It is a major piece of legislation and could change the way we know software. It is a move that is expected to improve the system and drive further innovation. The New Zealand parliament on Thursday passed legislation that bans software patents. The motion was passed by a 117 to four vote and followed five long years of parliamentary debate. However, the legislation will only affect new patent applications. It means that existing software patents in New Zealand will continue to remain in force.
Passing the bill, the country's parliament specified that a computer program "is not an invention", and therefore software is not eligible to be patented under the Act.
The legislation further states that a patent claim "relates to a computer program as such if the actual contribution of the alleged invention lies solely in it being a computer program".

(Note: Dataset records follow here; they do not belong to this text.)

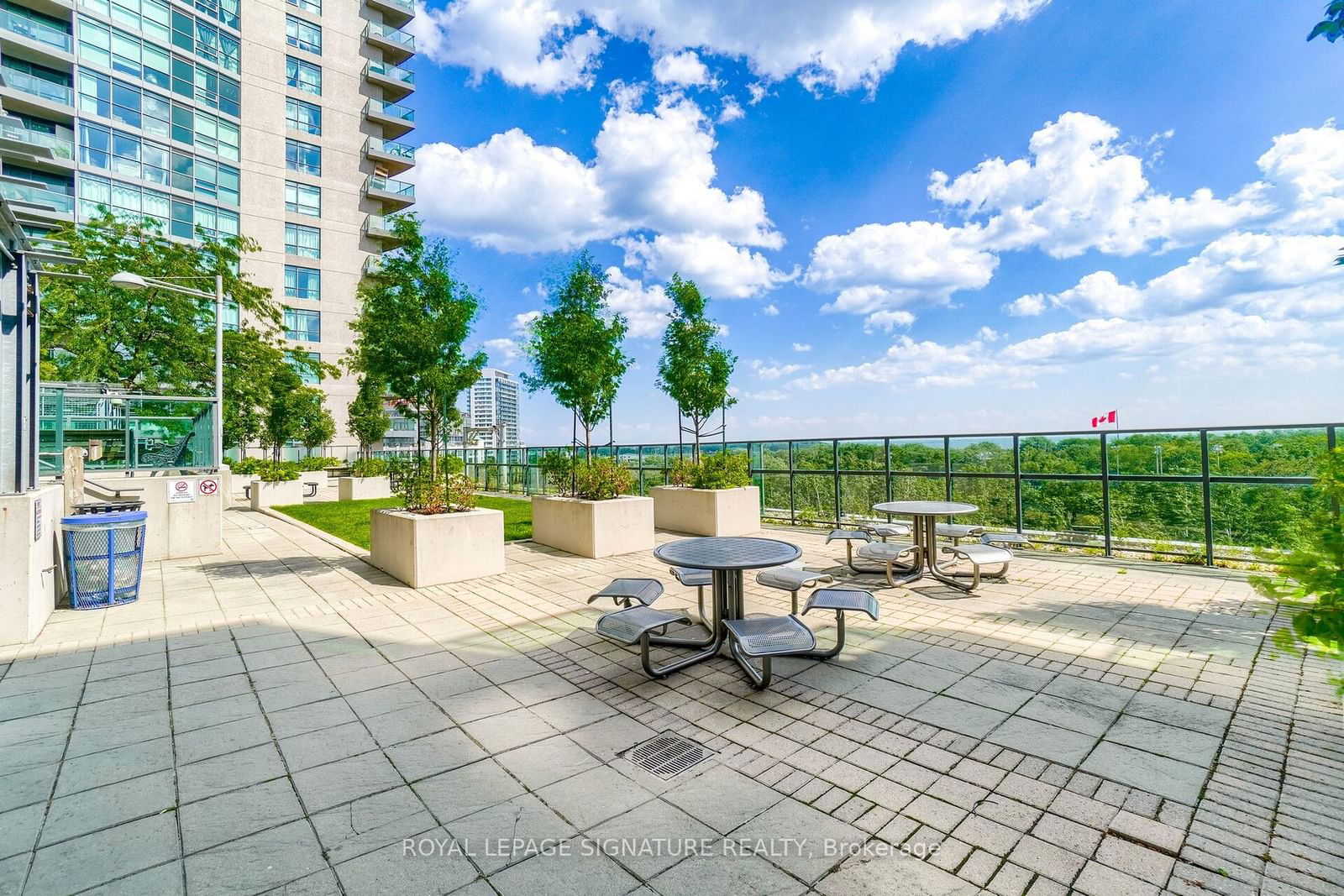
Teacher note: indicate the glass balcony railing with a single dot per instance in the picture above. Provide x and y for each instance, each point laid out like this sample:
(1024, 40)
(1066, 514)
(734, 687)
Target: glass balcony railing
(24, 82)
(60, 147)
(390, 148)
(124, 432)
(31, 29)
(383, 34)
(391, 73)
(34, 194)
(401, 188)
(391, 110)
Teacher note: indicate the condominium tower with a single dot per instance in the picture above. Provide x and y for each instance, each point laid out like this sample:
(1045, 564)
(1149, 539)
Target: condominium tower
(281, 120)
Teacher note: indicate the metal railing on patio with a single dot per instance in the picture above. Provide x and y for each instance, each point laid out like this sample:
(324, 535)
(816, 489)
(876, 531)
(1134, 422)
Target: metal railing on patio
(1189, 495)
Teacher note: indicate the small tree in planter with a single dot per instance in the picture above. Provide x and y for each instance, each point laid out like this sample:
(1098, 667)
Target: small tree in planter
(696, 369)
(575, 347)
(438, 535)
(369, 418)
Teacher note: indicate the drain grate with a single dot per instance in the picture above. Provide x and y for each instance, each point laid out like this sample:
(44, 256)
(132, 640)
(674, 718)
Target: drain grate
(667, 755)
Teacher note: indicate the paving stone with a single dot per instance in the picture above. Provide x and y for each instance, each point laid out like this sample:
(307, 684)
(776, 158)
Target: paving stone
(257, 862)
(722, 799)
(790, 820)
(239, 813)
(87, 862)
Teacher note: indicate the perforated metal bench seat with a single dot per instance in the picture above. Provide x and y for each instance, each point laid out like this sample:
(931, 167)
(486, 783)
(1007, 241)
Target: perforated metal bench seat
(770, 636)
(622, 591)
(628, 626)
(843, 600)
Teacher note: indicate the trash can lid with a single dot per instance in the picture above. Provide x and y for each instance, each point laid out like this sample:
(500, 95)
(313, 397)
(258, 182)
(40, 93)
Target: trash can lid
(102, 519)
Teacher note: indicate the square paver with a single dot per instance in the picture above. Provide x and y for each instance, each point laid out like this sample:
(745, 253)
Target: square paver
(595, 795)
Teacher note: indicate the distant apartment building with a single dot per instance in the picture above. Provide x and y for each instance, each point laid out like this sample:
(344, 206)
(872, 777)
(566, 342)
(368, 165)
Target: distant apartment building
(490, 411)
(275, 118)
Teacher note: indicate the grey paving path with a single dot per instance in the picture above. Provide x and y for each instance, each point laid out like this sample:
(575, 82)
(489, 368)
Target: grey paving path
(286, 719)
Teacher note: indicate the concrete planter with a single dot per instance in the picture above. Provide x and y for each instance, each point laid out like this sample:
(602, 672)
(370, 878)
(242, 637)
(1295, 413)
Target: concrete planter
(433, 550)
(360, 488)
(593, 528)
(273, 493)
(719, 512)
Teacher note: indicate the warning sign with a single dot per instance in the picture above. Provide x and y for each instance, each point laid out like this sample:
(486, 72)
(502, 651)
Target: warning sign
(181, 490)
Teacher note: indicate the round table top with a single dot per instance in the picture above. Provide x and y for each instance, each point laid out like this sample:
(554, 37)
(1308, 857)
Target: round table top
(727, 553)
(925, 508)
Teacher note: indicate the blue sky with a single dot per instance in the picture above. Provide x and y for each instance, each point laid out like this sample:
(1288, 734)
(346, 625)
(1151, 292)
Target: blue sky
(1137, 204)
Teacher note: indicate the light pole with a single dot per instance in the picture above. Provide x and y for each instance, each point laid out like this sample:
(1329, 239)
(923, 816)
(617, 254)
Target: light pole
(127, 280)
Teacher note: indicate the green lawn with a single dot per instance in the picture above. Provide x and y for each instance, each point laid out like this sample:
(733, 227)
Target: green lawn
(349, 520)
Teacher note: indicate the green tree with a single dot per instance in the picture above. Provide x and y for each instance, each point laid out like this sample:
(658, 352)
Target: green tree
(151, 340)
(575, 347)
(1310, 579)
(696, 369)
(1332, 26)
(410, 331)
(367, 417)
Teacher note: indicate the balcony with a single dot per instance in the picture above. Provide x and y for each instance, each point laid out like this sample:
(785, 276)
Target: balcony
(396, 13)
(381, 228)
(393, 194)
(396, 120)
(40, 92)
(396, 81)
(35, 34)
(391, 156)
(37, 145)
(35, 199)
(396, 46)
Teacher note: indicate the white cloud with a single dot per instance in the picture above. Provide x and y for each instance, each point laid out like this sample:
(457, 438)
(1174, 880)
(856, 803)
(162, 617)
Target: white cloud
(528, 43)
(842, 45)
(773, 369)
(682, 69)
(645, 308)
(654, 172)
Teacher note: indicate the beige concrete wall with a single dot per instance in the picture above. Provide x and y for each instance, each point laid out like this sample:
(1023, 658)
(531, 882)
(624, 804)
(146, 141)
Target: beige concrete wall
(29, 571)
(344, 168)
(432, 550)
(718, 512)
(593, 528)
(187, 530)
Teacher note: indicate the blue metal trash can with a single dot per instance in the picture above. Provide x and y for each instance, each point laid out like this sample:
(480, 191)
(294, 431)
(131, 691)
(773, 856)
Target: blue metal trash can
(104, 558)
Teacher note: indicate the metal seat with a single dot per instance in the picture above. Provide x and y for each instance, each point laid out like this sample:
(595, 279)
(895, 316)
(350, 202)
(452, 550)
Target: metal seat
(696, 579)
(792, 579)
(842, 600)
(766, 637)
(981, 555)
(894, 557)
(622, 591)
(638, 625)
(958, 531)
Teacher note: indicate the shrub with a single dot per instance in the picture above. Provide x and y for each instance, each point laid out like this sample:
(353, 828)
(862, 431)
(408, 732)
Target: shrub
(367, 466)
(281, 472)
(598, 479)
(718, 470)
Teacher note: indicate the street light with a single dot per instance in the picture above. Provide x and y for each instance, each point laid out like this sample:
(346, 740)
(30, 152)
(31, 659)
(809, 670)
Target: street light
(127, 280)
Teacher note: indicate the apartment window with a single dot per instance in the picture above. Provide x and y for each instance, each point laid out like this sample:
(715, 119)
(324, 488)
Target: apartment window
(302, 241)
(302, 34)
(302, 282)
(302, 199)
(302, 157)
(302, 324)
(302, 116)
(304, 76)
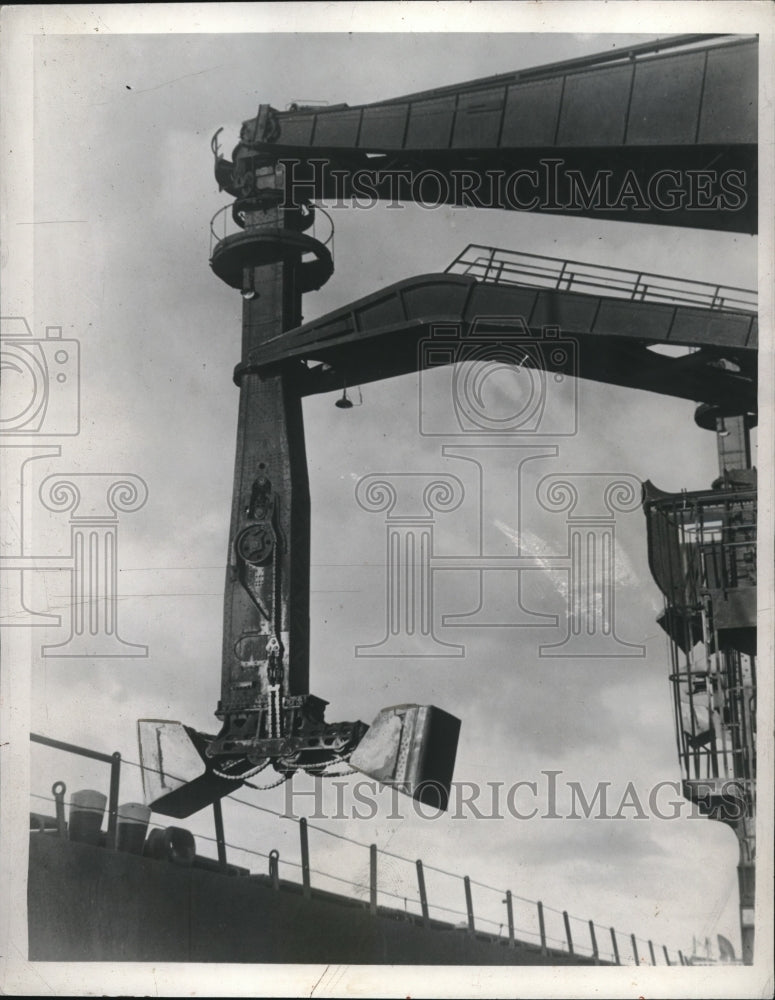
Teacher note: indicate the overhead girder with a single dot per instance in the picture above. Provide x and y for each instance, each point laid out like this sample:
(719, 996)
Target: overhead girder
(663, 133)
(391, 332)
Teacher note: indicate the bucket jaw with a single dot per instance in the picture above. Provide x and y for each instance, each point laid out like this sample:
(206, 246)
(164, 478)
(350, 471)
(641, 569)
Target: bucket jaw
(410, 747)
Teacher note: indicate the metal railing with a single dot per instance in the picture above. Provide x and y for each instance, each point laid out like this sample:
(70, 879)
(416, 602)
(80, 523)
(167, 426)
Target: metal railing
(524, 922)
(493, 265)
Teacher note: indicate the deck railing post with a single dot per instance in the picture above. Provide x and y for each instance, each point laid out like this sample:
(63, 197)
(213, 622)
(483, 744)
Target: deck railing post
(615, 947)
(304, 837)
(115, 777)
(595, 953)
(58, 790)
(423, 893)
(373, 879)
(220, 840)
(469, 904)
(510, 917)
(274, 868)
(568, 936)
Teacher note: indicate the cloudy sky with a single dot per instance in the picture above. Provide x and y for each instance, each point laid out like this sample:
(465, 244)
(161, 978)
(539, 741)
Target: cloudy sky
(123, 194)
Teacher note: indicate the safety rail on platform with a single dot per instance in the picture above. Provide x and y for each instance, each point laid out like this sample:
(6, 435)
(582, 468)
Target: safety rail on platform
(518, 921)
(493, 265)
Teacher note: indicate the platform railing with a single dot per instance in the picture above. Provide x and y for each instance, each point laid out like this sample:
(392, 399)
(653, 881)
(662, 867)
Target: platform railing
(511, 920)
(493, 265)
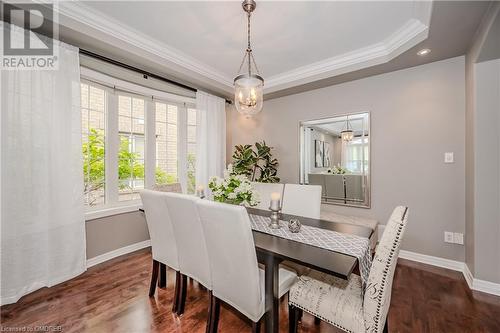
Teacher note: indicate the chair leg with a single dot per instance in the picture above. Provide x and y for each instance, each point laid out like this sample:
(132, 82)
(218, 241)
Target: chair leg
(293, 318)
(182, 294)
(213, 317)
(256, 327)
(154, 277)
(162, 281)
(177, 290)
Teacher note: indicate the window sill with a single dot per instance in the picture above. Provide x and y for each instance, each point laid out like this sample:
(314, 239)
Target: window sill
(110, 211)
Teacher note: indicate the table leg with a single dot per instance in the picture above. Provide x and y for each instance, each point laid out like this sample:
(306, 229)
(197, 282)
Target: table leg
(272, 294)
(162, 279)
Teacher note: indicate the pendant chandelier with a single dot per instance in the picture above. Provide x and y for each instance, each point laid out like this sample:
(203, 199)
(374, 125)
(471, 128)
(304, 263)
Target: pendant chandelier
(347, 133)
(248, 86)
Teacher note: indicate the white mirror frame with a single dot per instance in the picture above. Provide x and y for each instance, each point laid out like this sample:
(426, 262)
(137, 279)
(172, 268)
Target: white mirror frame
(369, 174)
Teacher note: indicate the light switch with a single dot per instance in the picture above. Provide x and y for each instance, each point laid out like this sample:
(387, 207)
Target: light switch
(448, 157)
(458, 238)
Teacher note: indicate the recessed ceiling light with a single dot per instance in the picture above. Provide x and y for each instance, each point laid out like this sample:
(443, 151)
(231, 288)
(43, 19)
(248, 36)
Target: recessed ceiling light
(424, 52)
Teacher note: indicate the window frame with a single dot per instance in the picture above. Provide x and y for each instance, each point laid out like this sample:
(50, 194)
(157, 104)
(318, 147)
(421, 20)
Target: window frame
(113, 88)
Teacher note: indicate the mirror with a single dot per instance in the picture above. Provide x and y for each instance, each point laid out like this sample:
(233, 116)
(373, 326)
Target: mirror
(335, 153)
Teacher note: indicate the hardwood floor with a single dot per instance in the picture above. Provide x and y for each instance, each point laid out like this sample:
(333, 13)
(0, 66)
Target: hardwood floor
(113, 297)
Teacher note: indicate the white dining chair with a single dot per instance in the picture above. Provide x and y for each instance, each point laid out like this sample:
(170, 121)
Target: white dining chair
(236, 277)
(341, 302)
(302, 200)
(191, 247)
(265, 190)
(163, 242)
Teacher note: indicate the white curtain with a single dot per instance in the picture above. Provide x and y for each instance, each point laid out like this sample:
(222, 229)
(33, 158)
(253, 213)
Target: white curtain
(210, 137)
(42, 214)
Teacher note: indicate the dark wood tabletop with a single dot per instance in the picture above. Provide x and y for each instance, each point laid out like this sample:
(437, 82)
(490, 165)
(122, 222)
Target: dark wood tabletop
(272, 250)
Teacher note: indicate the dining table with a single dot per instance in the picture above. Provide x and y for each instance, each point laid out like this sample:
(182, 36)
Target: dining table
(272, 250)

The importance of this piece of legislation can be gauged by the fact that the Washington Post covered the story saying, "New Zealand just abolished software patents. Here's why we should, too."
The Post, in its report states that, although most people cite problems with patent trolls or low patent quality. Referring a recent study by the U.S. Government Accountability Office, the Post argues the real problem is that patents on software do not work. Post says that "most of the patent system's problems are really problems with software patents."
IT professionals and legal experts in New Zealand have welcomed the new legislation.
News reports quoted, the Institute of IT Professionals chief executive Paul Matthews as saying that legislation sent a clear message that New Zealand would not tolerate "the vexatious practice of patent trolls," who patented software with the sole purpose of bringing costly litigation against inventive technology companies.
"The patents system doesn't work for software because it is almost impossible for genuine technology companies to create new software without breaching some of the hundreds of thousands of software patents that exist, often for very obvious work," Matthews was quoted as saying.
With regard to process patenting, the New Zealand legislation however clarifies that, processes in general will continue to be patentable, provided they meet the relevant patent criteria for processes. It pointed out that computer programs that do not implement a patentable process will no longer be patentable "as such".
Reports say its implication suggests that hardware will still be patentable even if it includes a computer that runs software, but the mere fact that a piece of software code runs on a general purpose computer will not be enough to see it awarded a patent.
Conveying industry opinion, the media quoted New Zealand MP Clare Curran, involved in the patents debate, as saying that the heads of software firms complained that "obvious things" were being granted software patents. Such trends, "in general software patents," industry feels "are counter-productive".
"Patenting software would have stifled the local industry and favoured largely foreign companies by allowing them to use monopoly rights over inventions inside New Zealand to discourage competition and innovation," Curran said in a statement.
Supporting the legislation, New Zealand Commerce minister Craig Foss hailed the passage of the bill and said it was a "significant step towards driving innovation in New Zealand."
It is believed that the new patent regulation will help several overseas IT companies which wanted to transfer their business to New Zealand because of the more favourable environment for software development.